134 days. That’s how long America went without being able to sit down and watch any of the four major professional sports. In a matter of a week in March, the world went from watching playoff races in the NBA and NHL to a postponement of both leagues, a cancellation of the March Madness tournament (I’m still not over it) and faced looming concerns over the upcoming MLB season.
For obvious safety reasons, people were stuck inside their homes for days and weeks. However, instead of being able to sit back and watch the Lakers play the Nuggets on a Tuesday night, sports fans were forced to *gasp* talk to their family members and compromise on a new show to binge-watch.
The sports talk shows in the morning were hollow and listless. Sure there was news, but most of it was bad. Watching Sportscenter in the evening was more of the same.

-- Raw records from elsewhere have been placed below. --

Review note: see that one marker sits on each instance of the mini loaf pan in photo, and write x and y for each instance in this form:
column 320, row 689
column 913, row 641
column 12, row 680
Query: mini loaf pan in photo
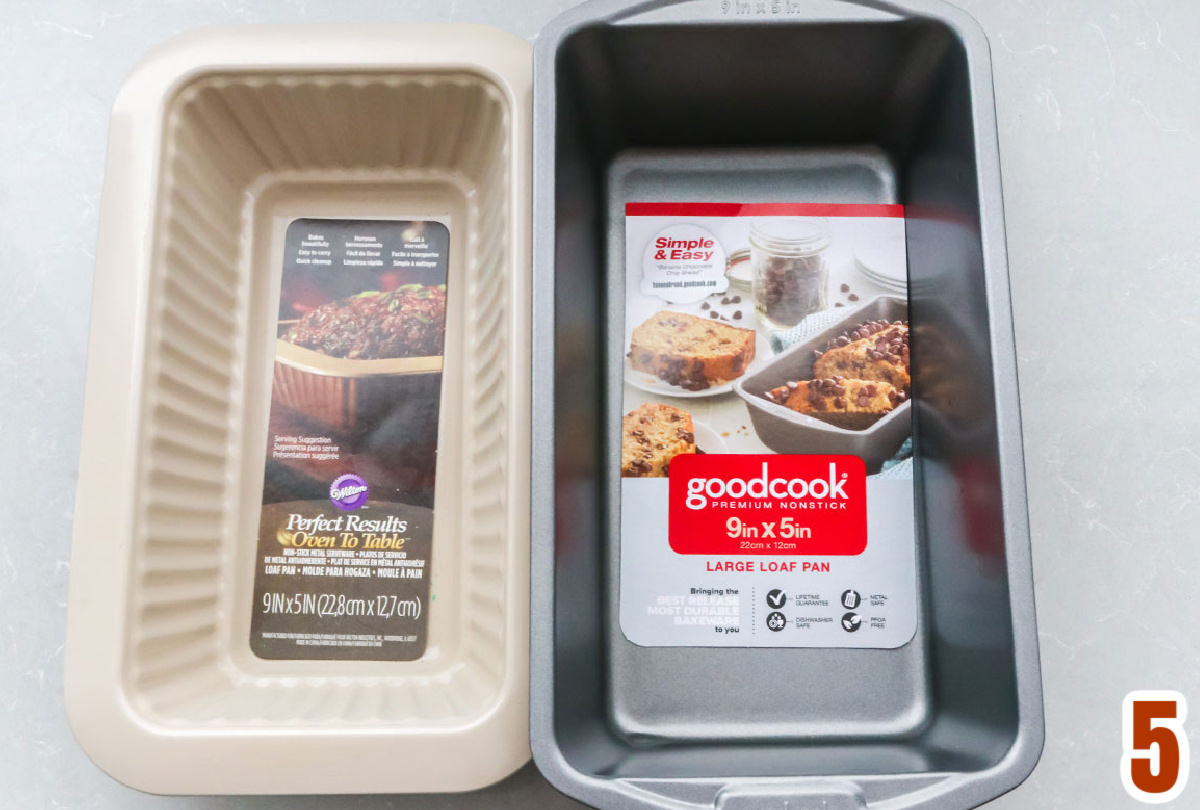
column 787, row 431
column 222, row 141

Believe or not when a show’s entire premise is to talk about sports and there are no sports on, there is a struggle to find content.
Days turned into weeks, weeks turned into months. Initially, going just a week without sports was painful. Now, looking back, I am not sure how we made it.
What were sports fans to do? More importantly, what DID we do? For me it is all a blur. Did I read? Did I watch more movies? Did I just sleep the days away and pretend it was not happening? All or none of these could be true. All I know is I missed sports. I completely understood why things were shut down, but that did not help the empty feeling I had.
Constant reruns of classic games played over and over again on the airwaves of sports channels. Sports editors (hey there) were forced to resort to filling their pages with sports movie reviews and board games.
There were tiny rays of light through those 134 days. The NFL draft in early May felt like that first drink of water after coming inside on a hot summer day. Live Tweeting the Last Dance documentary made a lot more fun than it should have been.
However, these were just small stop gaps over that 134-day slog. Finally, mercifully, one day after the NBA bubble scrimmages began, Gerrit Cole and the Yankees squared off against the Washington Nationals on July 23, opening day in the MLB.
The dark cloud was finally gone and pro sports were back. Slowly but surely the MLB returned, then the NBA bubble got in the swing of things, then the NHL and finally the NFL returned.
Was it the same without fans? No, there’s nothing like the roar of a home crowd after a huge play. However, this did not matter. We had made it through the darkest time for sports in history. 134 days. Let’s all agree to never take preseason football for granted again.